Paul Hammant, my mentor of sorts wrote a blog post about only running tests that actually need to be run when you change a source code set. So my job was to implement a solution that took a set of source files that were touched and only run required tests. This would mean that developers can run only tests that are affected by their source code changes.
The devil’s in the details
When I was tasked to build this application the first thing I did was start to break the problem down. There is the mapping over the test code to the source code (for each test we need a list of touched source code). Then we must map the source code to the test code (i.e. each source code has a list of test classes that touched it). Finally there must be some way of consuming that data. Paul’s post does a pretty good job of describing a proof of concept for how we create the mappings and then consume them. The tricky (and I think most interesting) bit that is not described by Paul is how to do this in a parallel fashion. In Paul’s example he run’s each test sequentially updating the mapping at each step, but for the real world example at HedgeServ this isn’t possible.
Real world problems
If you try and run all the tests sequentially the test time explodes. Right now the tests run in a couple of hours because we can run many of them in parallel. However transforming the test code to source code mapping into a source code to test code mapping isn’t really something you can do in parallel. What you can do in parallel is run the tests and create just the test code to source code mapping.
Theory to the rescue
The solution is to think of this problem in terms of mapping and then reducing over that mapped data. In other words we run multiple tests in parallel where each tests creates a list of source code that it touches. Then after all tests have created their mapping have a second job that comes along and transforms all that data to the second mapping. There are a couple of benefits to thinking in terms of two tasks. The tests take much longer than the simple data transforms, so you can reduce the time (think mins) to run the tests by scaling up the number of machines that run the tests. Since transforming the test code to source code map into the source code to test code map is much faster than actually running the tests, you can fairly trivially recreate the second map on demand.

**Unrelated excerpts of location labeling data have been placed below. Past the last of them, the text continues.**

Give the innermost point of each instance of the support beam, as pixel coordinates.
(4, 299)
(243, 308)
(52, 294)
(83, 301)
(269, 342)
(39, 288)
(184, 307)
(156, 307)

Some things to keep in mind about creating this kind of tool. First your tests must be independent. This means shared resources should be kept to a minimum. In my case that meant writing environment scripts that automated the (previously) hand driven creation of environments for each set of tests that I ran in parallel. This had some great second order effects as well. We can now scale the number of tests that are run concurrently according to the number of servers we have to run them. Second it can be tricky to deal with data setup and tear down. In our case the source code is used to create the data and to remove the data from the database before and after each test. To deal with this we have to note source code that is touched by every test. This can be accomplished by running the data creation/deletion by itself, then looking over the map of source code to test code and removing the mappings that are shared by everyone. This isn’t perfect since a test can traverse the same source code multiple times and you would incorrectly remove it from a particular test, but it should be fairly accurate and the times it isn’t should be protected by failures in your data creation and deletion. The cleanest way would be to not have source code involved in the creation and deletion of data, but this can sometimes be impractical.